Tuesday, December 14, 2010

Evolution

This Christmas has impressed upon me the need to realize that there is a "reason for the season" as the saying goes. It is about Family, Friends, and, yes, Christ. The following is something I wrote as a guest blog post this past February. I thought I'd let you in on some of my thoughts regarding this life and the one beyond. I enjoy discussions such as these so please engage me if you wish.

Darwinian evolution was an unguided, unplanned process of random variation and natural selection. However, evolution via random and gradual mutations can’t explain some very complex biological systems. Contrary to Darwinian evolution, it appears (and is widely accepted by scientists), that biology itself shows signs of a “designer.” This deduction is arrived at via design deduce of the physical structure of a system.

Aspects of biology strongly appear to be designed. Even Richard Dawkins says, “Biology is the study of complicated things that give the appearance of having been designed for a purpose.” (The Blind Watchmaker 1996, p.1) Dawkins doesn’t believe biological structures were a product of intelligent design, but he admits they “overwhelmingly impress with the appearance of design.”

There are structural obstacles to Darwinian evolution, coupled with physical reasons to think that Darwinian evolution can not do what its proponents claim for it. The structural reasons are “irreducible complexity.”

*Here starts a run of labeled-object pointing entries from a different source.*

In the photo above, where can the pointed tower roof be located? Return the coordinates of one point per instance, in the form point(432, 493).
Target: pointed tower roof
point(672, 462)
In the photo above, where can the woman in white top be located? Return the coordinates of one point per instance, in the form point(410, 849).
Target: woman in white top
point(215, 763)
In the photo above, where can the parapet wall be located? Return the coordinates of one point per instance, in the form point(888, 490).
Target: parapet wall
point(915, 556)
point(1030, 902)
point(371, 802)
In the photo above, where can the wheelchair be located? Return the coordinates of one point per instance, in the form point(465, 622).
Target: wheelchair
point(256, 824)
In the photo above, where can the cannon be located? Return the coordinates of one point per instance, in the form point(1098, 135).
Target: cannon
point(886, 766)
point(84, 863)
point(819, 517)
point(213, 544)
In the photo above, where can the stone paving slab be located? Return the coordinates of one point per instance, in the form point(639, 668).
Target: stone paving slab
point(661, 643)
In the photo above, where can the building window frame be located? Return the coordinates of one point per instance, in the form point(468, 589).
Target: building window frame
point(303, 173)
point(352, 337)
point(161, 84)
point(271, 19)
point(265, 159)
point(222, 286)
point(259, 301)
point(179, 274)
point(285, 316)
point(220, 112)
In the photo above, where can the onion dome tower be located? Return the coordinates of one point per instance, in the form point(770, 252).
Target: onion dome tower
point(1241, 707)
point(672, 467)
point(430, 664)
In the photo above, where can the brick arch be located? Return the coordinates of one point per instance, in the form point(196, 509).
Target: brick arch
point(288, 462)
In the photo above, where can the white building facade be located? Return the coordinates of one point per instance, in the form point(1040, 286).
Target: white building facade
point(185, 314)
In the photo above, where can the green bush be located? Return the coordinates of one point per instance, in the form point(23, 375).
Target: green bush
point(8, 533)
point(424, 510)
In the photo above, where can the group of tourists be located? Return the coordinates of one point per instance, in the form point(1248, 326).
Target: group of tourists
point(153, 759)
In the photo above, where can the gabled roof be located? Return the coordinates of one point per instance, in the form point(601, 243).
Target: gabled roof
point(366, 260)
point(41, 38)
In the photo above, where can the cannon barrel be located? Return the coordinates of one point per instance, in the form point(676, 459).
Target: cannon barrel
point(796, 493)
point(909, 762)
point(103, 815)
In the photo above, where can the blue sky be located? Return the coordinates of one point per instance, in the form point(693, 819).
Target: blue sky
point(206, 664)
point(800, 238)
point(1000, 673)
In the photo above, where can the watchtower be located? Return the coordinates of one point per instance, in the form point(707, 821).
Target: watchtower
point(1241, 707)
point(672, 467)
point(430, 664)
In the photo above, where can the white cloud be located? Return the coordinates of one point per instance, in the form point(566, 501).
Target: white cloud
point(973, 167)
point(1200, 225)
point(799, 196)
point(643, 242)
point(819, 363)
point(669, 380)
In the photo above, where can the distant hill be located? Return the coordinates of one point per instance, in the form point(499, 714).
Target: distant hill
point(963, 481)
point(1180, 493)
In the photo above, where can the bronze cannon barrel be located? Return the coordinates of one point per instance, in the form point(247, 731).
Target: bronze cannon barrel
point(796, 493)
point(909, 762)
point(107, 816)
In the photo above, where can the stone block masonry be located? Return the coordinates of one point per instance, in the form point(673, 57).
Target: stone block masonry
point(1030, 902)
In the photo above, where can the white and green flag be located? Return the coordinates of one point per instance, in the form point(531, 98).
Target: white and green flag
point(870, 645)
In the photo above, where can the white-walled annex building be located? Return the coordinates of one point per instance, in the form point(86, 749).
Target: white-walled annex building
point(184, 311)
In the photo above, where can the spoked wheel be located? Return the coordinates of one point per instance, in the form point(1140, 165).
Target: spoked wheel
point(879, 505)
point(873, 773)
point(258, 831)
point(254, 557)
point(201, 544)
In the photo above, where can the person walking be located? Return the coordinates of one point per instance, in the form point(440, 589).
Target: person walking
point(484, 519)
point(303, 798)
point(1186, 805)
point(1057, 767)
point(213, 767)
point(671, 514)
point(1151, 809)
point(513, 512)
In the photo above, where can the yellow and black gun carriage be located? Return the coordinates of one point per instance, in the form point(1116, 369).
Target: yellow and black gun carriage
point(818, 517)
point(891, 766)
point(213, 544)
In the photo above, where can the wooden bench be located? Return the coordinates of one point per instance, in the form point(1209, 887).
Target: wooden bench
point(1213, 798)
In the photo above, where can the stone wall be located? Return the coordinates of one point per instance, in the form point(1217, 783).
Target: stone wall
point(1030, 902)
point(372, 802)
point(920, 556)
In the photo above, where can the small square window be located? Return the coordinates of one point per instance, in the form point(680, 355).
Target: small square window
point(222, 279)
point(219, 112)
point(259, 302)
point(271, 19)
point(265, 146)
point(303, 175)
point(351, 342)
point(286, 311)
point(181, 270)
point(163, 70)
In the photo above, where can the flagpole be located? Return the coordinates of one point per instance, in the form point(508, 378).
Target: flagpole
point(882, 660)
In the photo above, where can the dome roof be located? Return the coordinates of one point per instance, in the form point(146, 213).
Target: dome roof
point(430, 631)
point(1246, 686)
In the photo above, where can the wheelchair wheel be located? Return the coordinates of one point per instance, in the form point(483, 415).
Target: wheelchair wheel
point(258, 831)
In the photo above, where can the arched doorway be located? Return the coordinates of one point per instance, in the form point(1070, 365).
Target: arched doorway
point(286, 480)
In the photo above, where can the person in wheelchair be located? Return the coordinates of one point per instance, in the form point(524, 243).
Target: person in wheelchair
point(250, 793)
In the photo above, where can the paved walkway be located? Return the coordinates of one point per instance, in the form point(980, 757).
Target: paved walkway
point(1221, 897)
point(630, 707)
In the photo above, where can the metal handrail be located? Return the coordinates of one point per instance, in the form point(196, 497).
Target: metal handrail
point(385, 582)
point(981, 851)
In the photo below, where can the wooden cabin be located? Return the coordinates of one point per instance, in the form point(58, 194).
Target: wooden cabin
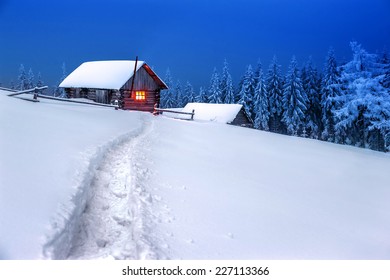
point(131, 84)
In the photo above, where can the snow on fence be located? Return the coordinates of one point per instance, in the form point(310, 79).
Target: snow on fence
point(36, 91)
point(158, 111)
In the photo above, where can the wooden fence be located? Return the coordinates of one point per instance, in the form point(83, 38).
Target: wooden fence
point(158, 111)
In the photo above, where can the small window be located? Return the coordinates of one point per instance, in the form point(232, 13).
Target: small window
point(140, 95)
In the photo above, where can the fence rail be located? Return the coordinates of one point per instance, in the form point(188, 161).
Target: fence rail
point(158, 110)
point(35, 90)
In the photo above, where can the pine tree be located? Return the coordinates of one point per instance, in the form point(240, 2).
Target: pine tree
point(178, 94)
point(12, 85)
point(385, 62)
point(330, 89)
point(262, 112)
point(202, 96)
point(188, 96)
point(364, 103)
point(294, 101)
point(30, 79)
point(227, 90)
point(167, 96)
point(61, 91)
point(274, 85)
point(22, 78)
point(311, 86)
point(215, 93)
point(247, 92)
point(39, 83)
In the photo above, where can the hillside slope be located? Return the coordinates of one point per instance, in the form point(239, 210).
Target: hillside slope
point(194, 190)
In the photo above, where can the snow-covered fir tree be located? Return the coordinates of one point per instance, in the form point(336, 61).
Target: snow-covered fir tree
point(178, 95)
point(215, 92)
point(274, 86)
point(30, 79)
point(227, 90)
point(247, 92)
point(202, 96)
point(189, 95)
point(294, 101)
point(261, 106)
point(167, 96)
point(12, 85)
point(22, 78)
point(311, 85)
point(40, 82)
point(330, 89)
point(364, 103)
point(385, 62)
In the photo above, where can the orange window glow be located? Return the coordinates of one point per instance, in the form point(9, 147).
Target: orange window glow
point(140, 95)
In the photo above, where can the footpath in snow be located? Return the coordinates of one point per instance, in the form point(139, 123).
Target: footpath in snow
point(117, 221)
point(80, 182)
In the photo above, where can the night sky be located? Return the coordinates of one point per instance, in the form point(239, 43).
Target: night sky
point(190, 37)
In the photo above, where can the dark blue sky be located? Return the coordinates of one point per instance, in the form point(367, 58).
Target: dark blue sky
point(190, 37)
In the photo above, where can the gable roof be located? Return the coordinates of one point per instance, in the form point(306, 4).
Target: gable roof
point(111, 74)
point(222, 113)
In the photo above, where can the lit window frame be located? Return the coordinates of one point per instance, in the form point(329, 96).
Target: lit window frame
point(140, 95)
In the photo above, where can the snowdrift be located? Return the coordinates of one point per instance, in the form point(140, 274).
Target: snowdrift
point(185, 190)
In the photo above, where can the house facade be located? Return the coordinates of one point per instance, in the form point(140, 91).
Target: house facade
point(131, 84)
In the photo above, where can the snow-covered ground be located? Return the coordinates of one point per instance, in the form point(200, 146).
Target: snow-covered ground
point(83, 182)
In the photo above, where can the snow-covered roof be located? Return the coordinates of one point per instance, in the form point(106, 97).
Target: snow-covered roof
point(111, 74)
point(222, 113)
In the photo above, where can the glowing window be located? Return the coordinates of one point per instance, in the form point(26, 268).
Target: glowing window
point(139, 95)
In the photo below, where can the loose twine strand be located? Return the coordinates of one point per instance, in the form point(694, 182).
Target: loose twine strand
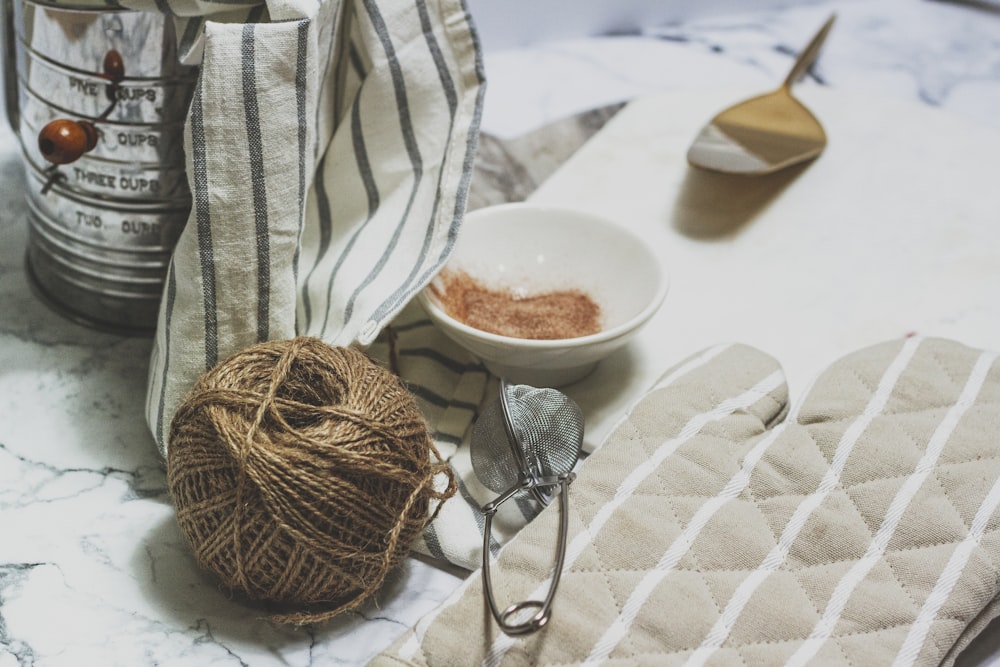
point(302, 474)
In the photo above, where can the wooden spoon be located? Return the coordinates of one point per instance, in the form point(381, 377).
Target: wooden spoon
point(766, 133)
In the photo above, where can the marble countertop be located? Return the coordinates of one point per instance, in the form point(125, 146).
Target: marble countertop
point(93, 569)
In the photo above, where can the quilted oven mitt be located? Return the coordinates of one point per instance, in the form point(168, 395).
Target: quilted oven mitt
point(719, 525)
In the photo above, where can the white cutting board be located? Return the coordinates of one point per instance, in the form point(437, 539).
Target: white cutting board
point(893, 230)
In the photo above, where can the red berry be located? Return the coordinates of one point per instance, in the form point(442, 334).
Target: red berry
point(63, 141)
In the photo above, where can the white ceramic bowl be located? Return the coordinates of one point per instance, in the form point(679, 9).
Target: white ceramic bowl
point(536, 249)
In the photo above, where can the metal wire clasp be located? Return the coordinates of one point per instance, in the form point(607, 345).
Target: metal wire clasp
point(540, 618)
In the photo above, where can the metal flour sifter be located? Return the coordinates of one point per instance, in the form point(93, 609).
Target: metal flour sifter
point(98, 99)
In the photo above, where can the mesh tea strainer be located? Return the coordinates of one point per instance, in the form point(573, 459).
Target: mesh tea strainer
point(527, 441)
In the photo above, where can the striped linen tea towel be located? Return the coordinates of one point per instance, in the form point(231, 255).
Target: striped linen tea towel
point(718, 524)
point(329, 150)
point(329, 147)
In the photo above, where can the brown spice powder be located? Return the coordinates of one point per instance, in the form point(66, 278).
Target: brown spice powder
point(547, 316)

Irreducible complexity contradicts the premise that evolution could operate slowly and gradually one mutation at a time. An irreducibly complex structure cannot evolve that way, for this simple reason: you have some system and it has a number of parts and they act on each other and they are all necessary for the function to exist. You take away one or more of the parts and the function is no longer present.

Think of it this way, and by example, the mousetrap has various parts: a spring, a wire hammer, a catch, a board that holds it all together. Take away any part and you have a meaningless and purposeless collection of parts. There is no way that it could slowly evolve into that complexity.

Another example is a bacterial flagellum. The flagellum is a whip like propeller that a bacterium spins to move. Any part of the flagellum apparatus, without all the rest, is purposeless. Like a mousetrap without one of its necessary parts, this one would be broken as well.

Critics and militant atheist’s responses to irreducible complexity are wishful thinking. They argue that someday they will be able to explain them by random events and such will contradict the designer postulate. Nevertheless, they continue to make grand Darwinian claims as if this evidence already had been discovered. Such claims are urban legends.

Evolution can explain many things, but not everything.

I believe in multi-verses; worlds without number and without end, each of different degrees of glory and far more glorious than that in which we reside.

How utterly horrible would it be, to believe that Life begins, and has its ending, in this temporal sphere. I believe in an Intelligent Designer. One who has my best interest at heart, if only I have Faith. And yes, my faith has evolved. But that is a discussion for another time.

1 comment:

  1. Great post! I whole-heartedly agree brother.